Wilgena Station, commonly known as simply Wilgena, is a pastoral lease that operates as a sheep station in outback South Australia.
It is situated about 180 kilometres (112 mi) north east of Ceduna and 197 kilometres (122 mi) south of Coober Pedy. The Trans-Australian Railway line passes through the property near the small town of Tarcoola. The soil is reasonably fertile, but rainfall is unpredictable, with an average of about 6 inches (152 mm) per year. Nonetheless, salt bush thrives on the Station, making good fodder for sheep.
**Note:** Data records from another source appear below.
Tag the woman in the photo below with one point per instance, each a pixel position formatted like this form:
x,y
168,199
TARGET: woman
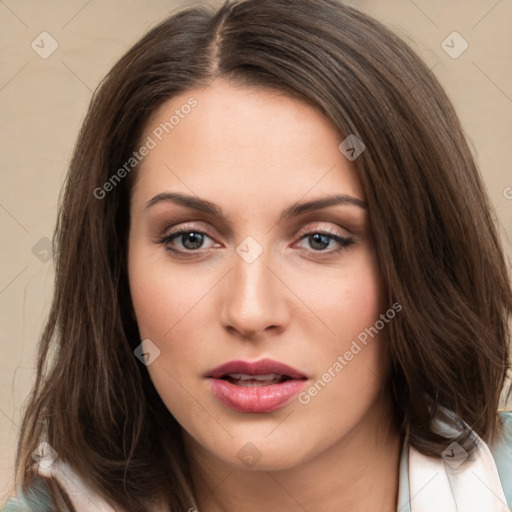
x,y
279,284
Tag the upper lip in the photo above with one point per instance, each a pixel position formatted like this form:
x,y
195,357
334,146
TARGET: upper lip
x,y
261,367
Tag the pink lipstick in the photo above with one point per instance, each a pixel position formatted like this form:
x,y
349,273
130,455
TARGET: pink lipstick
x,y
259,386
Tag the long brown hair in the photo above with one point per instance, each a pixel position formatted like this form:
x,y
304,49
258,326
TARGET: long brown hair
x,y
436,240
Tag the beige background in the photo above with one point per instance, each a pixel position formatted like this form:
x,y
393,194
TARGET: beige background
x,y
43,102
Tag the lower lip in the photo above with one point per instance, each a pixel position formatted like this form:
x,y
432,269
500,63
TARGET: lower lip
x,y
256,398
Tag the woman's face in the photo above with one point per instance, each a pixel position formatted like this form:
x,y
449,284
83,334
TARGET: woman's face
x,y
226,266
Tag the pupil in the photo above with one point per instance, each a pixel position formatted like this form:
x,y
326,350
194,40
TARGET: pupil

Currently the station occupies an area of 4,742 square kilometres (1,831 sq mi) and is owned by A.J. and P.A. McBride Pty Ltd and raise merino sheep for their wool and meat. The property is managed by James Gibson. The McBride family purchased the property in 1923 and at one stage Wilgena was regarded as the largest totally fenced sheep run in the world. The property was split up during the 1980s into two properties; Wilgena and the 4,039 square kilometres (1,559 sq mi) North Well Station, which is run as a separate company enterprise.
The property is home to several rock holes that are able to trap water and were of great significance to the local Aboriginal peoples. Some of the larger ones are Adelbing which holds a volume of 22,727 litres (4,999 imp gal) and Coolbring which has a volume of 13,636 litres (3,000 imp gal).